Given the TDL for a task, the basic workflow of OpenBox is implemented as follows:

# Register the worker with a task .
global_task_id = worker.CreateTask(task_tdl)
worker.BindTask(global_task_id)
while not worker.TaskFinished():
    # Obtain a configuration to evaluate.
    config = worker.GetSuggestions()
    # Evaluate the objective function.
    result = Evaluate(config)
    # Report the evaluated results to the server.
    worker.UpdateObservations(config, result)
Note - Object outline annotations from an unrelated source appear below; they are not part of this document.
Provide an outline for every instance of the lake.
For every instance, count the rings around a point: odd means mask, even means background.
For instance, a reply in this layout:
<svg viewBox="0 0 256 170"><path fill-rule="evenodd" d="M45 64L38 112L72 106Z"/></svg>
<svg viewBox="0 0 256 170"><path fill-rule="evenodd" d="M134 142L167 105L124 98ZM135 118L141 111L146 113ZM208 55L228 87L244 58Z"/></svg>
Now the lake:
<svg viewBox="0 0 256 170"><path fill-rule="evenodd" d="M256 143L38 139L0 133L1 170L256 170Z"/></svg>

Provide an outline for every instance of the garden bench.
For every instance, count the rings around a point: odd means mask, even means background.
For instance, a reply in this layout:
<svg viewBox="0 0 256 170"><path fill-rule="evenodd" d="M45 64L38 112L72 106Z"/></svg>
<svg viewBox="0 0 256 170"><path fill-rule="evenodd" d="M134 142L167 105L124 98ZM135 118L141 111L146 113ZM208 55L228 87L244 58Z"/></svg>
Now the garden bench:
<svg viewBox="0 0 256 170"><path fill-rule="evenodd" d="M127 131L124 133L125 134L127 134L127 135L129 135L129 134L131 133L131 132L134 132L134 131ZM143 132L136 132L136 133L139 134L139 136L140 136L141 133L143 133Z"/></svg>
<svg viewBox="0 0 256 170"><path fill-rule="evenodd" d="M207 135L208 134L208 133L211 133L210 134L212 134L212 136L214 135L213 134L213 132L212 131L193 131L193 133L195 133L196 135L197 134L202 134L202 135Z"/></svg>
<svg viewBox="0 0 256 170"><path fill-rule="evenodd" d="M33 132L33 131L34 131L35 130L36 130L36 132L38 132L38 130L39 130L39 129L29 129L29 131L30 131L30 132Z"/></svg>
Here Evaluate is the evaluation procedure of objective function provided by users. By calling CreateTask, the worker obtains a globally unique identifier global_task_id. All workers registered with the same global_task_id are guaranteed to link with the same task, which enables parallel evaluations. While the task is not finished, the worker continues to call GetSuggestions and UpdateObservations to pull suggestions from the suggestion service and update their corresponding observations.

Interfaces#

Users can interact with the OpenBox service via a REST API. We list the most important service calls as follows:

  • Register: It takes as input the global_task_id, which is created when calling CreateTask from workers, and binds the current worker with the corresponding task. This allows for sharing the optimization history across multiple workers.

  • Suggest: It suggests the next configurations to evaluate, given the historical observations of the current task.

  • Update: This method updates the optimization history with the observations obtained from workers. The observations include three parts: the values of the objectives, the results of constraints, and the evaluation information.

  • StopEarly: It returns a boolean value that indicates whether the current evaluation should be stopped early.

  • Extrapolate: It uses performance-resource extrapolation, and interactively gives resource-aware advice to users.